El teniente 1º Luis Eduardo Tibiletti realizó la exposición más completa sobre la incidencia de la Iglesia Católica en sus decisiones. Sobrino nieto de Pedro Dionisio Tibiletti, que entre 1929 y 1945 fue obispo de Corrientes y San Luis, e hijo del coronel Pedro Alfredo Tibiletti, uno de los primeros oficiales que estudiaron la doctrina de la guerra contrarrevolucionaria en Francia durante la guerra de Argelia, Luis Eduardo escribió que su formación inicial fue en un colegio religioso que le enseñó a valorar “el sentido místico y heroico de la vida”. En cambio en el Colegio Militar no recibió la imprescindible formación filosófica, histórica y religiosa. Esta “deficiencia en el tratamiento de valores trascendentes” le impidió desarrollar una correcta visión global. Agregó que había sido influenciado por las opiniones del “grupo de oficiales eliminados”, a lo que se sumaron “las prédicas del capellán de tinte tercermundista”. Su análisis equivocado fue consecuencia de la crisis que en 1972 y 1973 atravesaron “el país y sus instituciones pilares: las Fuerzas Armadas y la Iglesia”. Recordó que luego del Cordobazo el capellán del Colegio Militar predicó a los cadetes que un militar “no debía tomar las armas contra los hermanos de su mismo país”. Esto era consecuencia de la “aparición política del tercermundismo religioso”, entre cuyas expresiones mencionó a Devoto, Angelelli, De Nevares, Di Stéfano y Zazpe y la teología de la liberación, que Tibiletti considera “errada”. Esto lo llevó a considerar en forma errónea que “podía contribuir a los objetivos de la Institución con la búsqueda de un acercamiento con Montoneros”. Pero a partir de junio de 1975 se desilusionó con esa línea política. El Ejército había comenzado el enfrentamiento abierto con el ERP en Tucumán y en sus filas renacían “valores adormecidos y con los que me identificaba (cohesión, sentido heroico de la vida, sentimientos religiosos)”. En setiembre de ese año se realizó en el Colegio Militar “una Semana Religiosa de gran profundidad y que me permitió comprender que debía encauzar la vocación cristiana que guiaba mis actos hacia la acción diaria entre mis camaradas y subalternos y no a través de compromisos políticos con sentido heroico que me habían llevado a actuar erróneamente”.

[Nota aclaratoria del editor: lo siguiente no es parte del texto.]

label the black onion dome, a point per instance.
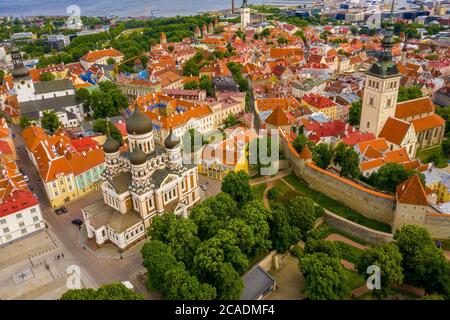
(138, 123)
(172, 140)
(111, 145)
(138, 157)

El general Sasiaiñ era tío de su esposa. Le dijo que la superioridad estaba al tanto de sus actividades y le preguntó por sus razones. Después mantuvo diálogos similares con el general Otto Carlos Paladino, quien “tenía la misma profunda vocación cristiana que yo, pero que la había desarrollado dentro de la institución”. Decidió entonces “luchar en defensa de los valores trascendentes del Ejército”. Al referir los cambios en su pensamiento escribió que el Ejército nunca debía abandonar “la defensa de la Patria Cristiana”, porque ésta es “la cosmovisión que nos da coherencia al obrar”. Según el oficial recuperado, “en la recta doctrina católica está la VERDAD que no es como se quiere sostener a veces que ‘nadie es dueño de la verdad’ porque eso me llevó al ‘error’ de ir a averiguar cuánto de esa verdad que se torna inalcanzable tienen los ‘otros’. Con esas VERDADES íntegras tenemos que enfrentar la guerra revolucionaria que es una guerra de ideas y no con verdades a medias”.


De ese modo es posible “defender la soberanía no sólo militar sino también espiritual de la Patria”.


Pudo salir de la confusión que alcanzó a las Fuerzas Armadas y la Iglesia “con la ayuda de Dios”, y gracias a “la actitud generosa de la Institución pude afirmarme en valores reales y demostrar en hechos mi respuesta a la oportunidad brindada” (en su descargo dice que participó en “operaciones especiales de Inteligencia” en el Area Zárate-Campana, donde fue fuerte la represión contra trabajadores fabriles). Mucho más escueta fue la apelación que presentó al presidente Raúl Alfonsín en 1983. Dijo que lo habían castigado por disentir con la Doctrina de la Seguridad Nacional.


El mayor Luis María Croce expuso su compenetración espiritual con el Ejército y con “su filosofía cristiana, católica, apostólica y romana”. Para refutar los cargos, el capitán Gustavo Vitón hizo gala de su “profunda fe religiosa”, y sus valores morales y espirituales. Ofendido porque pudieran atribuirle ideas izquierdistas replicó que siempre demostró “un gran amor por mi Patria y Ejército” y “una fe inquebrantable hacia Dios”.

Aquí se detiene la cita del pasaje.